Gertrude married Francis Hoskins Easby (BS 1881) in January of 1884. She remained a dedicated alumna, and their daughter Charlotte Easby Grave was president of the Association of Alumnae from 1930-31. Gertrude was active in the settlement house and women’s rights movements. She frequently corresponded with suffragist and social reformer, Isabel Howland, secretary of the Association for the Advancement of Women and the New York State Women Suffrage Association. Gertrude passed away in 1953.
After Penn, Anna continued her studies in chemistry at the University College London with the distinguished Scottish chemist, Sir William Ramsey. Sir Ramsey later won the Nobel Prize in 1904 for his discovery of the noble gases. Anna returned to Penn to further her studies in inorganic chemistry with Dr. Edgar Fahs Smith and received her doctorate in chemistry 1906. Her thesis was entitled The Electrolytic Precipitation of Copper from an Alkaline Cyanide Electrolyte. She was an associate professor of chemistry at Mount Holyoke College from 1903-1910. Anna passed away in 1928 and is buried in Laurel Hill Cemetery.

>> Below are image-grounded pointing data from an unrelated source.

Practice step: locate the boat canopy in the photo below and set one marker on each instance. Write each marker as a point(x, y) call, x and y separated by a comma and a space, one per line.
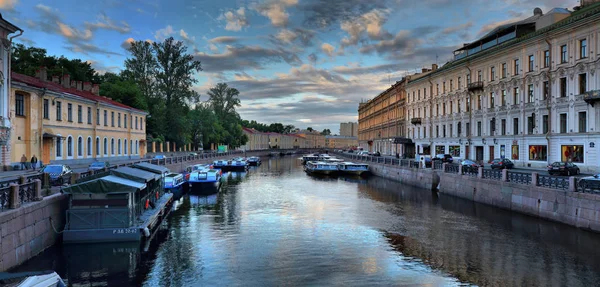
point(110, 184)
point(152, 168)
point(135, 174)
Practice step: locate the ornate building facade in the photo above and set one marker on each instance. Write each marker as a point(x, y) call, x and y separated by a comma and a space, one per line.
point(525, 91)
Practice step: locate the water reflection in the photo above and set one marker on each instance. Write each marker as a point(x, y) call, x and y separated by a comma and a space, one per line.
point(275, 225)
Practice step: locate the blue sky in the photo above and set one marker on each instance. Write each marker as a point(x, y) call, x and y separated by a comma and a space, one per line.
point(300, 62)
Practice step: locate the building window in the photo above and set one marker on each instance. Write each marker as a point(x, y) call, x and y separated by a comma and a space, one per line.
point(571, 153)
point(46, 109)
point(69, 146)
point(582, 83)
point(538, 152)
point(582, 48)
point(563, 123)
point(89, 146)
point(563, 54)
point(20, 105)
point(69, 112)
point(582, 122)
point(58, 146)
point(80, 147)
point(58, 111)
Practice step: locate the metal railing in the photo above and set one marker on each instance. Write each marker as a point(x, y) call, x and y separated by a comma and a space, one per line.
point(519, 177)
point(553, 182)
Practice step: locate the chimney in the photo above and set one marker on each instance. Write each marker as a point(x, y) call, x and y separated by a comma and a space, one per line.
point(66, 81)
point(43, 74)
point(96, 89)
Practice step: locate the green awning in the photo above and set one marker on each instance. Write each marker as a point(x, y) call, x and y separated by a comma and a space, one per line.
point(151, 168)
point(135, 174)
point(105, 185)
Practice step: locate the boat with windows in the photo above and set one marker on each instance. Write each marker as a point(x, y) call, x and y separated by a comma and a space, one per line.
point(254, 161)
point(206, 180)
point(353, 168)
point(321, 167)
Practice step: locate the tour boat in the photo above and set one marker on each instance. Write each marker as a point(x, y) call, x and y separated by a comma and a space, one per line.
point(208, 180)
point(353, 168)
point(321, 167)
point(254, 161)
point(174, 182)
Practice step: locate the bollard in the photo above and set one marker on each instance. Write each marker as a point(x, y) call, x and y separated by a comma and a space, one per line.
point(572, 186)
point(38, 190)
point(534, 178)
point(13, 197)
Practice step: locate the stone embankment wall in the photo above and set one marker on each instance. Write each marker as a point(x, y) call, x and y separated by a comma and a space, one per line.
point(573, 208)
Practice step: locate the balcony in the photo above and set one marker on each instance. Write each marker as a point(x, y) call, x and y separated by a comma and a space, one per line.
point(416, 121)
point(591, 97)
point(474, 86)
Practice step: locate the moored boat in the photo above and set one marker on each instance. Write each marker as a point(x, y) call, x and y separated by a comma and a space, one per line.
point(353, 168)
point(321, 167)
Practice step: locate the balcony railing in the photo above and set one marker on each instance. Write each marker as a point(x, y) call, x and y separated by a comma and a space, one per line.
point(474, 86)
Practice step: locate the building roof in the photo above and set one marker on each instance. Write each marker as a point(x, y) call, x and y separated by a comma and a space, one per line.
point(55, 87)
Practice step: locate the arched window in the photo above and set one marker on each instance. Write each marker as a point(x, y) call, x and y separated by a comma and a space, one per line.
point(69, 146)
point(105, 146)
point(80, 146)
point(58, 146)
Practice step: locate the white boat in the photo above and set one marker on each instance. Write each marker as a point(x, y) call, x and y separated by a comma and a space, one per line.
point(353, 168)
point(321, 167)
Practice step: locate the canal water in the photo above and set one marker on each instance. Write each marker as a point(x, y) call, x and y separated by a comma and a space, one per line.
point(274, 225)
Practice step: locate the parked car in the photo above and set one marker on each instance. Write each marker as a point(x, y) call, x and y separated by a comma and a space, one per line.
point(502, 163)
point(589, 183)
point(469, 165)
point(98, 165)
point(563, 168)
point(58, 173)
point(444, 158)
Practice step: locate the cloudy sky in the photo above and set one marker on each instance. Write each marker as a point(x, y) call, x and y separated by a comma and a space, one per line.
point(300, 62)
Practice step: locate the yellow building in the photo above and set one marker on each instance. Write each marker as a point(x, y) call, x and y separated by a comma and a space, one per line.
point(341, 142)
point(69, 122)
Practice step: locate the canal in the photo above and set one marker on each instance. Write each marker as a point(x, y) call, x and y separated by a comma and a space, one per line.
point(274, 225)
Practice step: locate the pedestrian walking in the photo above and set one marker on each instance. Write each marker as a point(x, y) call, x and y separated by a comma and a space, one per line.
point(33, 162)
point(23, 162)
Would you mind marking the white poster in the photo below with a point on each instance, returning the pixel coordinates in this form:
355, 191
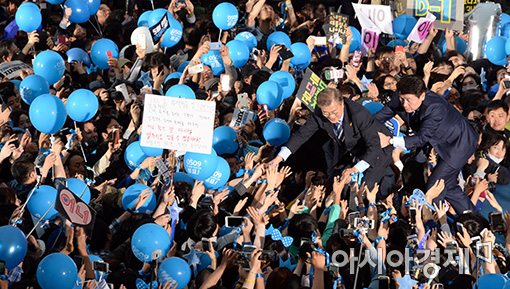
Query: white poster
178, 124
374, 16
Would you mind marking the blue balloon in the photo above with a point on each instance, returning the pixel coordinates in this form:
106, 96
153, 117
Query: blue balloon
78, 55
99, 52
174, 268
143, 20
33, 86
28, 17
148, 240
225, 16
373, 107
200, 166
219, 177
302, 55
79, 188
225, 140
277, 38
81, 13
134, 156
131, 195
214, 61
57, 271
276, 132
93, 6
13, 246
50, 65
238, 53
42, 199
181, 91
495, 50
270, 94
286, 82
82, 105
248, 38
47, 113
173, 34
403, 25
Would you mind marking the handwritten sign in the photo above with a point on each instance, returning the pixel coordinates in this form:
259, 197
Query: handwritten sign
370, 37
422, 28
178, 124
73, 208
310, 88
449, 13
375, 16
336, 28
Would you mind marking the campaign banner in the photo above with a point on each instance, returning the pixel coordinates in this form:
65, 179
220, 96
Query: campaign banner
336, 28
178, 124
13, 69
449, 14
422, 28
310, 88
375, 16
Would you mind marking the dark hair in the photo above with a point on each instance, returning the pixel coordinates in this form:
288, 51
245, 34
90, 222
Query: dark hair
327, 96
201, 225
411, 85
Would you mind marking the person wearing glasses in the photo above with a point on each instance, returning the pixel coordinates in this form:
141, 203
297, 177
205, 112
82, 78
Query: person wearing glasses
353, 145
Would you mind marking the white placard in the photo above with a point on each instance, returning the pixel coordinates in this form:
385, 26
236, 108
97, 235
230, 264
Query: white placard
178, 123
374, 16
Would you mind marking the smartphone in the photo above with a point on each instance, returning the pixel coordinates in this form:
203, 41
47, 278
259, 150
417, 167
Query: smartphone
215, 46
234, 221
100, 266
225, 82
320, 41
384, 282
356, 58
285, 53
196, 68
496, 221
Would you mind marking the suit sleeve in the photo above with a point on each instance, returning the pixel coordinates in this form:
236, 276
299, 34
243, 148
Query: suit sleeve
431, 122
303, 134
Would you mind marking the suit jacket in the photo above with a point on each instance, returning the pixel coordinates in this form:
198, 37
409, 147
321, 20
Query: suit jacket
360, 139
439, 124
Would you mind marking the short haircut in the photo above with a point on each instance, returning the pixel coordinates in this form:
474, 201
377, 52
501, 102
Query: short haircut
327, 96
411, 85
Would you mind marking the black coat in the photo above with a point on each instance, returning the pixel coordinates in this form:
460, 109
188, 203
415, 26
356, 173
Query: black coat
360, 141
439, 124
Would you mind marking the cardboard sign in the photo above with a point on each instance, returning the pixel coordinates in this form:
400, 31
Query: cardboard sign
336, 28
178, 123
158, 29
12, 69
370, 39
375, 16
310, 88
73, 208
449, 14
422, 28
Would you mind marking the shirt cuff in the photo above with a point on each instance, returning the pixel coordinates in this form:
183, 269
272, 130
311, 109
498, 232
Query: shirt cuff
399, 142
284, 153
362, 166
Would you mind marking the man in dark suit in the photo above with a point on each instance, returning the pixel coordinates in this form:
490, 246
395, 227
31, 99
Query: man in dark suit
353, 139
435, 122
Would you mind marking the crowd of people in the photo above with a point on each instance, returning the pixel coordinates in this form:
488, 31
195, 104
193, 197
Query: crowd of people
342, 185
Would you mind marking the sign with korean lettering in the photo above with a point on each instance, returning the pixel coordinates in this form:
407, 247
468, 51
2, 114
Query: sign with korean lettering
178, 124
422, 28
310, 88
158, 29
336, 28
449, 13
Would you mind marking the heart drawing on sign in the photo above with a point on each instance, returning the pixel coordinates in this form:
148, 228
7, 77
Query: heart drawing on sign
77, 211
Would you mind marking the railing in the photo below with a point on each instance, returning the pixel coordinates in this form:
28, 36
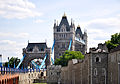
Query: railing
6, 70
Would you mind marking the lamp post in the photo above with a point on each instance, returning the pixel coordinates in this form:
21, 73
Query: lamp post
8, 62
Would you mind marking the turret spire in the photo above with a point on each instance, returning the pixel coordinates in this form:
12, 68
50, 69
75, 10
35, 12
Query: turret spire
64, 15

Mary entered the Towne Scientific School in March of 1878 and earned a certificate of proficiency in chemistry two years later. She was very interested in the women’s rights movement and was a member of Philadelphia’s New Century Club and the New Century Guild for Working Women. Mary married William Channing Gannett, a Unitarian minister and social reformer in November of 1887. They moved to Rochester, New York, where William became pastor of the First Unitarian Church. Susan B. Anthony was a member of the church, and Mary and Susan became good friends. Mary was a suffragist and worked closely with Susan in the women’s rights movement. Recognized for her many years as a social reformer, the University of Rochester awarded her an honorary doctorate in humane letters in 1941. Mary passed away at the age of 98 in 1952.